The township was originally chartered in 1762 and named "Preston", after Richard Graham, 1st Viscount Preston of Scotland. Settlers failed to meet the terms of the original grant, so the plantation was transferred in 1770 to grantees including Sir James Cockburn, 8th Baronet, after which it was named "Cockburn Town", incorporated on December 16, 1797. In 1811, in the lead-up to the War of 1812, Governor John Langdon changed the name to Columbia.

Although the terrain is mountainous, the soil was of good quality. Maple sugar became an important product, and lumber was cut and transported on rafts down the Connecticut River to markets. By 1859, when the population was 762, Columbia had four sawmills, three gristmills, two clapboard machines, and a starch mill.

==Geography==
According to the United States Census Bureau, the town has a total area of 158.3 sqkm, of which 157.4 sqkm are land and 0.9 sqkm are water, comprising 0.55% of the town. It is drained by the east and west branches of Simms Stream. The highest point is the summit of Blue Mountain, at 3720 ft above sea level. Columbia lies fully within the Connecticut River watershed.

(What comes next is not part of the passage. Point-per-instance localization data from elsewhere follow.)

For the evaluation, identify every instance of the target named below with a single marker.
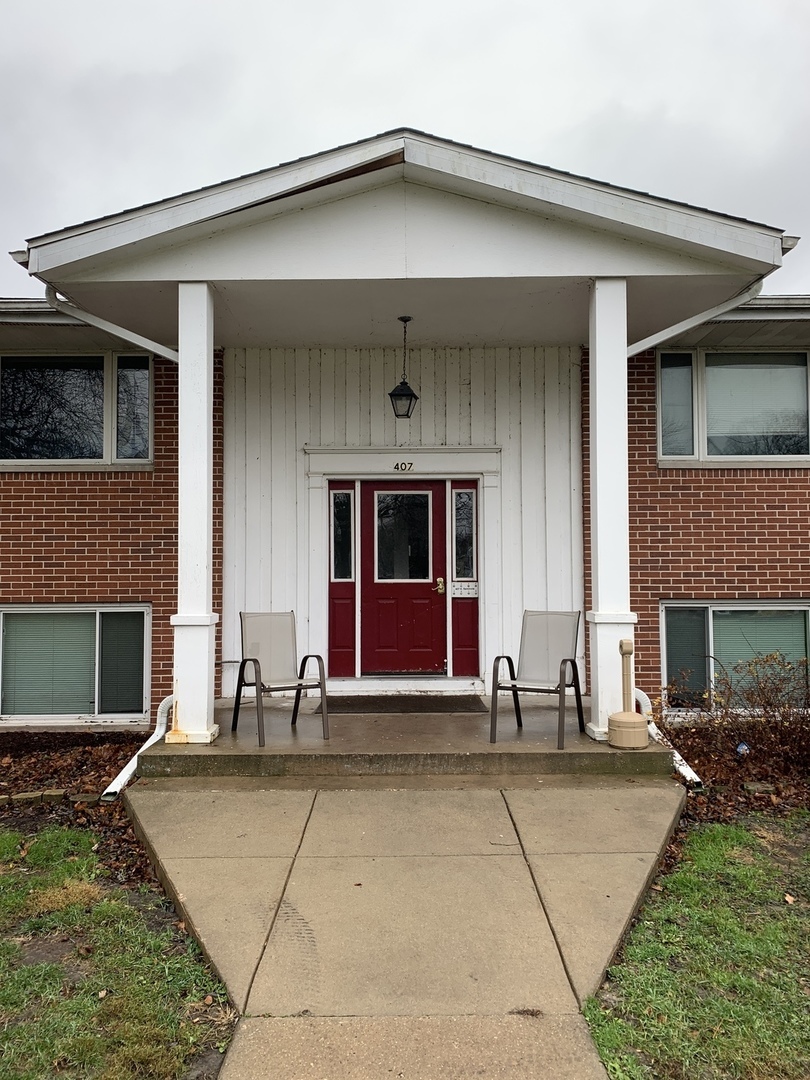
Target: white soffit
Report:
(435, 163)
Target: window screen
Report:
(677, 415)
(52, 408)
(687, 664)
(756, 404)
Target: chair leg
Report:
(578, 696)
(296, 703)
(240, 687)
(259, 702)
(561, 712)
(324, 705)
(494, 704)
(515, 698)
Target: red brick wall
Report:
(109, 537)
(701, 534)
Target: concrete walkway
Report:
(408, 927)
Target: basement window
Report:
(732, 407)
(76, 409)
(701, 640)
(78, 663)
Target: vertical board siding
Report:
(525, 401)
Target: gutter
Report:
(111, 793)
(84, 316)
(688, 324)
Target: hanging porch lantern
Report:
(403, 399)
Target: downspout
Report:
(688, 324)
(686, 770)
(111, 793)
(650, 342)
(84, 316)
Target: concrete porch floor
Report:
(397, 744)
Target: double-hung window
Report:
(75, 662)
(731, 407)
(702, 639)
(76, 409)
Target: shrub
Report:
(761, 706)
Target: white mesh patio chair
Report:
(268, 645)
(547, 664)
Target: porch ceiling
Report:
(461, 312)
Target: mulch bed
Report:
(78, 763)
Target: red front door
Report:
(403, 578)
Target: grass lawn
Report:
(96, 982)
(714, 979)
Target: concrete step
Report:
(400, 744)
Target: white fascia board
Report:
(601, 203)
(586, 200)
(81, 242)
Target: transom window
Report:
(721, 405)
(702, 639)
(76, 662)
(75, 408)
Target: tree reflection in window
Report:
(463, 513)
(403, 537)
(52, 408)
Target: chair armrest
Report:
(563, 671)
(319, 659)
(256, 672)
(496, 671)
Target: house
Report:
(198, 422)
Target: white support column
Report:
(194, 624)
(610, 619)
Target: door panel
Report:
(403, 609)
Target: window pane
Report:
(741, 635)
(403, 537)
(132, 409)
(677, 436)
(342, 566)
(687, 665)
(52, 408)
(463, 511)
(49, 663)
(121, 658)
(756, 404)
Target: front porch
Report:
(397, 744)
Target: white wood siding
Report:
(524, 401)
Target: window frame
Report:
(700, 456)
(720, 605)
(133, 718)
(109, 461)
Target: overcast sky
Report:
(107, 106)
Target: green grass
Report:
(714, 980)
(91, 985)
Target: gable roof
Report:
(442, 163)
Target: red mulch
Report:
(79, 763)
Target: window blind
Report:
(121, 658)
(49, 663)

The town is served by U.S. Route 3.

===Climate===
Blue Mountain, the highest point in the town, has a humid continental climate (Köppen Dfb), bordering on a subarctic climate (Köppen Dfc). There is no weather station at the summit, but this climate table contains interpolated data for an area around the summit.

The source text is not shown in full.